Manufactured in the lab, the nanozymes can mimic natural enzymes. In their study, the IISc scientists synthesised a platinum-containing nanozyme called NanoPtA, which can be converted into powder form for industrial use. This imitates the function of oxidases – natural enzymes that remove hydrogen from substrates in the presence of oxygen to give water. It is also strong because of its ability to withstand a range of pH and temperature changes.
With NanoPtA coming in contact with wastewater it degrades pollutants present in it by oxidising them in the presence of sunlight, thereby reducing the toxicity of wastewater.
Further the research team tested the nanozyme’s effect on common effluents that pollute water, like phenols and dyes and found that it can degrade even small quantities of phenols and dyes within ten minutes when placed under sunlight.
The NanoPtA complex was quite stable, lasting for up to 75 days at room temperature. Sharing details on this aspect Rana said: “Proteins are generally stored at -20°C or 4°C, but in this case, it can be stored at room temperature.”

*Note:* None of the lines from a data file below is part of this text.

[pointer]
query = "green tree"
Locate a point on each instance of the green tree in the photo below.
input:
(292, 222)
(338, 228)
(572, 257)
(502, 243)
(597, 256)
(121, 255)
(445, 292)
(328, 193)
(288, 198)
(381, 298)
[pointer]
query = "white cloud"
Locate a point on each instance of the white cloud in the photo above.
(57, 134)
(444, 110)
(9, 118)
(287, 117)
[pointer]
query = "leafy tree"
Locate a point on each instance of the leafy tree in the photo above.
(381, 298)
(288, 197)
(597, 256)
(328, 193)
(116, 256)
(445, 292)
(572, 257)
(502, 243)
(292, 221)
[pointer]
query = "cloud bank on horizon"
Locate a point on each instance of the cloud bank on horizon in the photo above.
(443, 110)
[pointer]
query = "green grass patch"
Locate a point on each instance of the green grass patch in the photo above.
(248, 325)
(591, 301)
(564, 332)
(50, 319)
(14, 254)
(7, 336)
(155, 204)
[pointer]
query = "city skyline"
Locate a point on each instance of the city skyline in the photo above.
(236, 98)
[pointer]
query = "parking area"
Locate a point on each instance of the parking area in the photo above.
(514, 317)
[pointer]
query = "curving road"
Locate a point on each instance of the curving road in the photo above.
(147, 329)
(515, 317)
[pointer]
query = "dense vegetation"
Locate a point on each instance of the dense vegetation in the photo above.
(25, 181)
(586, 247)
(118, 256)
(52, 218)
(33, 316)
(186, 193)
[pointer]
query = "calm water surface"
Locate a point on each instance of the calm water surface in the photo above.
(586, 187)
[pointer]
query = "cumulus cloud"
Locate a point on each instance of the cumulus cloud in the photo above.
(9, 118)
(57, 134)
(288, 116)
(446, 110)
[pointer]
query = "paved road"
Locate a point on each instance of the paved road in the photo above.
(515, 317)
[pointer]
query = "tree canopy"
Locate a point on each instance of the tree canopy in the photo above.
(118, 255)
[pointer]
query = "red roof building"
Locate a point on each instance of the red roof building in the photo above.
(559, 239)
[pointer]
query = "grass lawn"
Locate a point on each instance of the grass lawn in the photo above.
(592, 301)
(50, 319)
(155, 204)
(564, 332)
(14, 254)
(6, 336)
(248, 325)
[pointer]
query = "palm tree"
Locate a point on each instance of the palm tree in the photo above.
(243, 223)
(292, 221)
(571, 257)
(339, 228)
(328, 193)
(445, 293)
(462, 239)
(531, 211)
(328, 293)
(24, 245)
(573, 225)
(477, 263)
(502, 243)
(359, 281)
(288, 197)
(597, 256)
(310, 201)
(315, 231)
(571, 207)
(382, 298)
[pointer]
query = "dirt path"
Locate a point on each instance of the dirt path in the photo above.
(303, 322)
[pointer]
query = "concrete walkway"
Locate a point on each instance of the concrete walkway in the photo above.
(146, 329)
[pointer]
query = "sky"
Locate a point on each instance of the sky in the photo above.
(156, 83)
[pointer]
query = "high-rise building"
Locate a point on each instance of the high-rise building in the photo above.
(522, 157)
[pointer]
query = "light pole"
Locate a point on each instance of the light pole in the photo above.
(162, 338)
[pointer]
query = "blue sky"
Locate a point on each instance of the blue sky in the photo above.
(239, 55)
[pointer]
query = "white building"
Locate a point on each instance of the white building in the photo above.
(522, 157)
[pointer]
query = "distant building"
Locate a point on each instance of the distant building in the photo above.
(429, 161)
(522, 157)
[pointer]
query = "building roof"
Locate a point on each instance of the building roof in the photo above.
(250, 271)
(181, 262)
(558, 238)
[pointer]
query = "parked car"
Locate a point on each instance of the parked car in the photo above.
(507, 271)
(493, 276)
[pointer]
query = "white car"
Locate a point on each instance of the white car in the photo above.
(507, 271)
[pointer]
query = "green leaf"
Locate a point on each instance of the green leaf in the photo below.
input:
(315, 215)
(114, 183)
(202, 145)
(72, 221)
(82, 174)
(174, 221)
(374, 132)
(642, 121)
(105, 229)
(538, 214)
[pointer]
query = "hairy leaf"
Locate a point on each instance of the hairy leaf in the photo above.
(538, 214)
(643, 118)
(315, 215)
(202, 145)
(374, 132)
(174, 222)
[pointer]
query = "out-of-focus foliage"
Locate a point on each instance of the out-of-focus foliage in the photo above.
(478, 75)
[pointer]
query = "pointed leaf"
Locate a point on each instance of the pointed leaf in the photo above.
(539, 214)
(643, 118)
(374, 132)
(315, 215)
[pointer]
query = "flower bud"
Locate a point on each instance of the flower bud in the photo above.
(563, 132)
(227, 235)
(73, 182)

The team suggested that the nanozyme can also have applications in healthcare. They tested its ability to oxidise neurotransmitters like dopamine and adrenaline. According to Rohit Kapila, a PhD student at MRC: “This is important because these neurotransmitters are associated with Parkinson’s, Alzheimer’s disease, and cardiac arrest.” He added that measuring these neurotransmitters using such nanozymes can potentially be a useful diagnostic tool for neurological and neurodegenerative diseases, he adds.
The team believes that the nanozyme can be manufactured in large quantities on an industrial scale and thus they plan to patent it. They are also looking at less expensive metal alternatives to platinum in the nanozyme complex.